First, let's describe the motion of the rock.
The acceleration will be:
Ar(t) = -9.8m/s^2
(where the negative sign is because the gravity pulls the rock downwards).
If we want to obtain the velocity of the rock, we should integrate over time and get:
Vr(t) = (-9.8m/s^2)*t + v0
Where v0 is the initial velocity, and we know that it is:
v0 = 12.0m/s
Then:
Vr(t) = (-9.8m/s^)*t + 12m/s.
And the position can be obtained if we integrate again.
Pr(t) = (-4.9m/s^)*t^2 + 12m/s*t + p0
Where p0 is the initial position.
Now let's do the same for the ball, but the ball is thrown one second after, so we will work with the variable (t - 1s)
Ab(t) = -9.8m/s^2
Vb(t) = (-9.8m/s^2)*(t - 1s) + 18m/s
Pb(t) = (-4.9m/s^2)*(t - 1s)^2 + 18m/s*(t - 1s) + p0
As the ball is thrown along the same path than the rock, the initial position is the same in both cases.
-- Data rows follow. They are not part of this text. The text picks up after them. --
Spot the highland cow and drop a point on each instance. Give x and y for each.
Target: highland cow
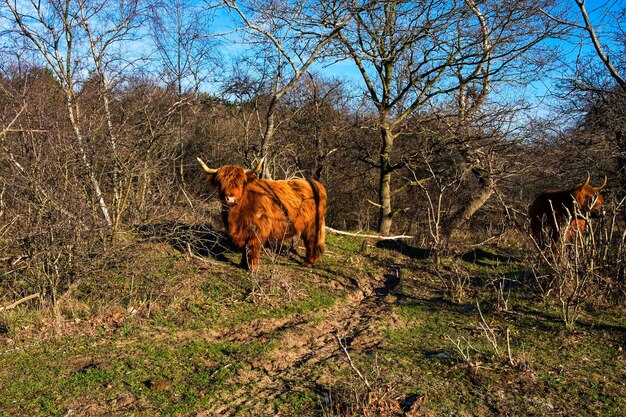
(256, 211)
(563, 214)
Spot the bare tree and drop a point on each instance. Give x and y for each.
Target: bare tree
(290, 37)
(412, 55)
(187, 54)
(595, 85)
(54, 30)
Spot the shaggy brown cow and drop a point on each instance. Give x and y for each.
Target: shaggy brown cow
(257, 211)
(552, 209)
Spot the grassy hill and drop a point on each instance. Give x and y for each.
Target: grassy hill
(377, 330)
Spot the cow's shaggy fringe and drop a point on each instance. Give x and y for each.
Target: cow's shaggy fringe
(588, 266)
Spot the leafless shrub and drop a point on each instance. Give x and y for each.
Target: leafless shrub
(474, 357)
(455, 280)
(366, 393)
(589, 267)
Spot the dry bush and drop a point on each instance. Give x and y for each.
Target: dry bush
(588, 269)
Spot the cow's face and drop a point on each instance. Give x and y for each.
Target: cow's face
(589, 198)
(230, 181)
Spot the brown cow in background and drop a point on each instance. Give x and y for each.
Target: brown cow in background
(552, 209)
(257, 211)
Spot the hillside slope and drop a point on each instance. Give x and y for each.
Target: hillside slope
(368, 331)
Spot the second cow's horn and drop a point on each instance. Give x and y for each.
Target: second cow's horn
(205, 167)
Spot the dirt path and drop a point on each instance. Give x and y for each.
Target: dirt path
(303, 343)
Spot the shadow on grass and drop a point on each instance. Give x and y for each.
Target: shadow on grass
(481, 256)
(199, 239)
(404, 248)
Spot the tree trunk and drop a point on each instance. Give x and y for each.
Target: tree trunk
(87, 163)
(385, 213)
(460, 217)
(266, 140)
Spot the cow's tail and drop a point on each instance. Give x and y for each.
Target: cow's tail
(319, 192)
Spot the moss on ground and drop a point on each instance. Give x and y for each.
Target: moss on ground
(165, 334)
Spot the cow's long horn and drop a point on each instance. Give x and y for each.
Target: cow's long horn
(257, 169)
(588, 179)
(205, 167)
(603, 184)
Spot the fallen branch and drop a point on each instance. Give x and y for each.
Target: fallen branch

Now the two objects will impact each other when:
Pb(t) = Pr(t)
(-4.9m/s^2)*(t - 1s)^2 + 18m/s*(t - 1s) + p0 = (-4.9m/s^)*t^2 + 12m/s*t + p0
Let's solve this for t.
(-4.9m/s^2)*(t - 1s)^2 + 18m/s*(t - 1s) = (-4.9m/s^)*t^2 + 12m/s*t
(-4.9m/s^2)*(t^2 -2*t*1s + 1s^2) + 18m/s*(t - 1s) = (-4.9m/s^)*t^2 + 12m/s*t
(-4.9m/s^2)*(-2*t*1s + 1s^2) + 18m/s*t - 18m = 12m/s*t
-4.9m + 9.8m/s*t + 18m/s*t - 18m = 12m/s*t
-22.9m = t*(12m/s - 9.8m/s - 18m/s)
22.9m = t*16.8m/s
(22.9/16.8)s = 1.363 s
So the ball and the rock will strike each other at t = 1.363 seconds.